IRFS
IRFS

CPJ concerned about Fatullayev’s safety, calls for his release

New York, March 21, 2011–The Committee to Protect Journalists expressed alarm today about reported threats in prison against embattled editor Eynulla Fatullayev, at left. According to CPJ interviews and local press reports, Fatullayev has feared for his life since his recent transfer to a new jail, prompting him to request that he be isolated from other inmates. Now in solitary confinement, his health has deteriorated and he has not received medical treatment, according to CPJ research.

According to Anar Gasymov, a member of Fatullayev’s legal team, the journalist’s life is in danger. Fatullayev received a tip that hostile inmates have been getting ready to assault him since he was transferred to Prison No. 1 in Baku on March 2, Gasymov, told the independent Caucasus news website Kavkazsky Uzel.

Emin Huseynov, head of the Baku-based Institute for Reporters’ Freedom and Safety (IRFS), an organization that has long advocated for Fatullayev’s release, told CPJ that the editor has bronchitis, as well as skin and urinary tract infections. His weight has significantly dropped, Huseynov said.
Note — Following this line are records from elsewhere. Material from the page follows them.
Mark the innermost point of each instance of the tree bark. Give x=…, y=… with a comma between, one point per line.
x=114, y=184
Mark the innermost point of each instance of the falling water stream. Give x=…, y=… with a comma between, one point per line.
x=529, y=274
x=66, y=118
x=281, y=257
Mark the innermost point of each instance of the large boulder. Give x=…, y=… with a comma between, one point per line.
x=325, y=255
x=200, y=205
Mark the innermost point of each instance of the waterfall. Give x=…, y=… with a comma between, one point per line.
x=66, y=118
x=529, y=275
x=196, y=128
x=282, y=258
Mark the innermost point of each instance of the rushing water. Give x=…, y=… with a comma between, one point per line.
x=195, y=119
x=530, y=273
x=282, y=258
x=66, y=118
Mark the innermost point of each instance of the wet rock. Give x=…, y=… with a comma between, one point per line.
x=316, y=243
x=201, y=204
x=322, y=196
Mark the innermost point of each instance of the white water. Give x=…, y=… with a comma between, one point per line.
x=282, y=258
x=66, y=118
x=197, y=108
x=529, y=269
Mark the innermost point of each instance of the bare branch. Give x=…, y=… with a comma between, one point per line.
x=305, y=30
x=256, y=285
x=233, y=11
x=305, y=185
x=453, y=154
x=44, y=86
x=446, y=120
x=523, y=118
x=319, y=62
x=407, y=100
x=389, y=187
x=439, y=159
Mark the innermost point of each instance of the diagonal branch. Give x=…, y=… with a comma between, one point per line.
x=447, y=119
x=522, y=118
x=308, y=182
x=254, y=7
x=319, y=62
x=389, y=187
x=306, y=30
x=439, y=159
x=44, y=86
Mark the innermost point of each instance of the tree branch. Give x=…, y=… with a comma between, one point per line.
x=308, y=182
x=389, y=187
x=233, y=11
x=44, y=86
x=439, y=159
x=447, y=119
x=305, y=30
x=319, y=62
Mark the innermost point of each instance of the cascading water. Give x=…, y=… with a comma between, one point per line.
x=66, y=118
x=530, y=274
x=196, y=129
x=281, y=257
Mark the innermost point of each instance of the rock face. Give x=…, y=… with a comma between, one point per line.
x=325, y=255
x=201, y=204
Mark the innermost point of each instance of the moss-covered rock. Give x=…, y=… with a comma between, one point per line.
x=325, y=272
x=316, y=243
“We call on authorities at Baku’s Prison No. 1 to ensure that Fatullayev receives prompt and adequate medical treatment and that his safety in custody is guaranteed,” CPJ Europe and Central Asia Program Coordinator Nina Ognianova said. “Fatullayev’s imprisonment is altogether illegal. Azerbaijan must abide by its international commitments and release him at once.”

Until early March, authorities kept Fatullayev in a pretrial detention facility in Baku, while he was appealing his two-and-a-half-year prison sentence on fabricated drug-possession charges; the Baku Appeal’s Court denied the appeal on January 25. According to Huseynov, following his rebuffed appeal, Fatullayev requested that he be placed in a special prison facility reserved for convicted law enforcement agents, where, he believed, he would be under less risk of being harmed. But, instead, he was moved to Baku’s Prison No. 1, which is a facility for regular criminal convicts.

Azerbaijani authorities continue to defy the mandatory ruling by the Strasbourg-based European Court for Human Rights, which declared Fatullayev’s imprisonment illegal, and ordered his immediate release. In its March 11 decision, the Council of Europe Committee of Ministers called on the Azerbaijani authorities “to remove without further delay” all obstacles to the implementation of the European Court’s judgment in Fatullayev’s case. The decision followed a CPJ joint mission to Strasbourg with other global press freedom groups, calling on the Council of Europe to take a firmer stance with Azerbaijan.